In murine atrial CMs, SR-Ca²⁺-leak was increased by the late I_Na enhancer Anemonia sulcata toxin II (ATX-II). An inhibition of Ca²⁺/calmodulin-dependent protein kinase II (Autocamide-2-related inhibitory peptide), protein kinase A (H89), or late I_Na (Ranolazine or Tetrodotoxin) all prevented ATX-II-dependent SR-Ca²⁺-leak. The SR-Ca²⁺-leak induction by ATX-II was not detected when either the Na⁺/Ca²⁺ exchanger was inhibited (KBR) or in CaMKIIδc-knockout mice. FRET measurements revealed increased cAMP levels upon ATX-II stimulation, which could be prevented by inhibition of adenylyl cyclases (ACs) 5 and 6 (NKY 80) but not by inhibition of phosphodiesterases (IBMX), suggesting PKA activation via an AC-dependent increase of cAMP levels. Western blots showed late I_Na-dependent hyperphosphorylation of CaMKII as well as PKA target sites at ryanodine receptor type-2 (-S2814 and -S2808) and phospholamban (-Thr17, -S16). Enhancement of late I_Na did not alter Ca²⁺-transient amplitude or SR-Ca²⁺-load. However, upon late I_Na activation and simultaneous CaMKII inhibition, Ca²⁺-transient amplitude and SR-Ca²⁺-load were increased, whereas PKA inhibition reduced Ca²⁺-transient amplitude and load and additionally slowed Ca²⁺ elimination. In atrial CMs from patients with atrial fibrillation, inhibition of late I_Na, CaMKII, or PKA reduced the SR-Ca²⁺-leak.

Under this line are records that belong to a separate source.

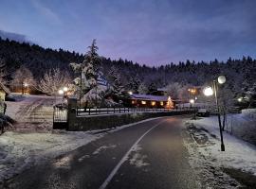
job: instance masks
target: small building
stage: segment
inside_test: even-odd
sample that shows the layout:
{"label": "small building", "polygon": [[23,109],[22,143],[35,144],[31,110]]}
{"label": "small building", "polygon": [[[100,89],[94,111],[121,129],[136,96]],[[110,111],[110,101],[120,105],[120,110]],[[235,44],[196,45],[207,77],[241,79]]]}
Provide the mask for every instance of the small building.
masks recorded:
{"label": "small building", "polygon": [[2,82],[0,82],[0,99],[5,101],[6,96],[9,94],[9,90]]}
{"label": "small building", "polygon": [[[130,95],[128,106],[129,107],[140,107],[140,108],[167,108],[170,104],[168,96],[163,95],[149,95],[133,94]],[[172,101],[172,103],[174,103]]]}

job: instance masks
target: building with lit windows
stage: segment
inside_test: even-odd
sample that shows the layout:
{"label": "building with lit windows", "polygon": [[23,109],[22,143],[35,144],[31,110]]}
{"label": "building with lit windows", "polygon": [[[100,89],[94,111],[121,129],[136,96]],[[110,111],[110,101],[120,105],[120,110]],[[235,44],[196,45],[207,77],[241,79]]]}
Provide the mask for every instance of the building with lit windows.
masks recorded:
{"label": "building with lit windows", "polygon": [[[133,94],[129,97],[128,105],[130,107],[140,108],[174,108],[174,102],[168,96],[163,95],[150,95],[150,94]],[[170,100],[172,100],[172,106],[170,107]]]}

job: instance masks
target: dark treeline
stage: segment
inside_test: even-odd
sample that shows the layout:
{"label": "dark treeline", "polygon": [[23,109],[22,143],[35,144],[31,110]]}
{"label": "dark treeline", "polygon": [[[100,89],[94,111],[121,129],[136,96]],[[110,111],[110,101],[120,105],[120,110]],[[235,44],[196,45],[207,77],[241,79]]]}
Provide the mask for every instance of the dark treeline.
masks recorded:
{"label": "dark treeline", "polygon": [[[36,79],[40,79],[50,68],[68,71],[72,76],[69,63],[80,63],[83,60],[83,56],[76,52],[46,49],[36,44],[20,43],[1,38],[0,58],[4,59],[7,63],[9,79],[11,79],[11,73],[21,65],[28,68]],[[214,60],[210,62],[195,62],[187,60],[157,67],[140,65],[121,59],[112,60],[102,58],[105,76],[108,75],[113,65],[119,69],[124,85],[137,77],[147,86],[154,83],[157,87],[163,87],[172,82],[198,86],[212,80],[221,74],[227,77],[229,89],[236,93],[242,88],[256,83],[256,60],[250,57],[243,57],[242,60],[229,58],[227,61]]]}

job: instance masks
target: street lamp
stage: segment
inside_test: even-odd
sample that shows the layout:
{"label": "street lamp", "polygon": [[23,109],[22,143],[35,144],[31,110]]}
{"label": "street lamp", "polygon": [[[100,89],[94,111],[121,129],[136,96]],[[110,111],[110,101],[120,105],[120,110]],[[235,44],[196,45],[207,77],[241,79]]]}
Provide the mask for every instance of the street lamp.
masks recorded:
{"label": "street lamp", "polygon": [[[225,76],[220,76],[218,77],[218,83],[219,84],[224,84],[226,82],[226,77]],[[212,95],[214,94],[215,96],[215,103],[218,111],[218,121],[219,121],[219,129],[220,129],[220,136],[221,136],[221,151],[225,151],[225,146],[223,142],[223,133],[222,133],[222,128],[221,128],[221,117],[220,117],[220,107],[219,107],[219,101],[218,101],[218,85],[216,80],[213,80],[212,83],[212,88],[211,87],[206,87],[204,89],[204,94],[206,96]]]}
{"label": "street lamp", "polygon": [[194,99],[190,99],[191,104],[194,104]]}
{"label": "street lamp", "polygon": [[67,87],[64,87],[64,92],[67,92]]}
{"label": "street lamp", "polygon": [[24,87],[27,87],[27,94],[28,94],[28,83],[24,83]]}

Late I_Na exerts distinct effects on Ca²⁺ homeostasis in atrial myocardium through activation of CaMKII and PKA. Inhibition of late I_Na represents a potential approach to attenuate CaMKII activation and decreases SR-Ca²⁺-leak in atrial rhythm disorders. The interconnection with the cAMP/PKA system further increases the antiarrhythmic potential of late I_Na inhibition.